Entro il 2027, si prevede che il mercato mondiale del payroll crescerà del 27%, rispetto all’incremento del 5% del mercato interno. Nonostante ciò, molte aziende che operano a livello internazionale hanno riscontrato problemi nell’adottare una soluzione di servizio globale. In risposta a questa sfida, l’azienda italiana Zeta Service ha lanciato “Payrocks”, un network internazionale formato da sette HR e Payroll Provider che operano in 13 paesi diversi. Il network comprende oltre 3000 dipendenti e gestisce circa 1 milione di buste paga mensili.

L’obiettivo di Payrocks è di fornire servizi payroll di alta qualità che rispettino le normative locali di ogni Paese. La complessità delle operazioni internazionali ha spesso portato ad affidarsi a centri di competenza off-shoring, ma questa soluzione può comportare delle perdite significative per le aziende. La creazione di Payrocks mira a fornire consulenti locali esperti che possano seguire i clienti con attenzione e garantire la piena conformità alle leggi locali.

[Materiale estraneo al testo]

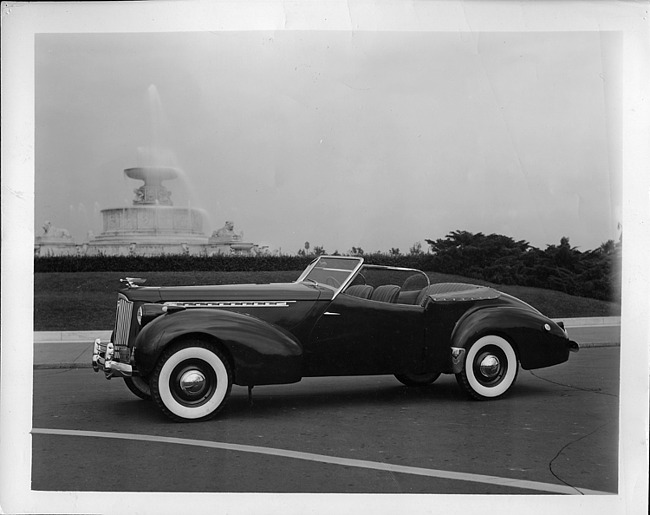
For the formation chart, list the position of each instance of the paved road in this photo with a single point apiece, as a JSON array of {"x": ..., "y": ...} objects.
[{"x": 556, "y": 433}]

L’ideatore di questo progetto, Ivan Moretti, Co-CEO di Zeta Service, ha spiegato che l’obiettivo era creare un network di aziende con valori e competenze simili, in modo da soddisfare le esigenze dei clienti internazionali attraverso consulenti locali di fiducia. Questo approccio offre un alto livello di professionalità e di attenzione al cliente.

La partnership di Payrocks comprende diverse aziende, tra cui Atisa, Contract Administration, Paychex, Securex, PayCaptain e Nibelis. I fondatori hanno nominato Thierry Vanbever come Direttore del Progetto, un leader di alto livello con anni di esperienza internazionale nei servizi HR e payroll. Vanbever ha espresso entusiasmo per il progetto, affermando che l’obiettivo comune è fornire una maggiore qualità di servizio a livello locale e migliorare l’esperienza dei clienti globali.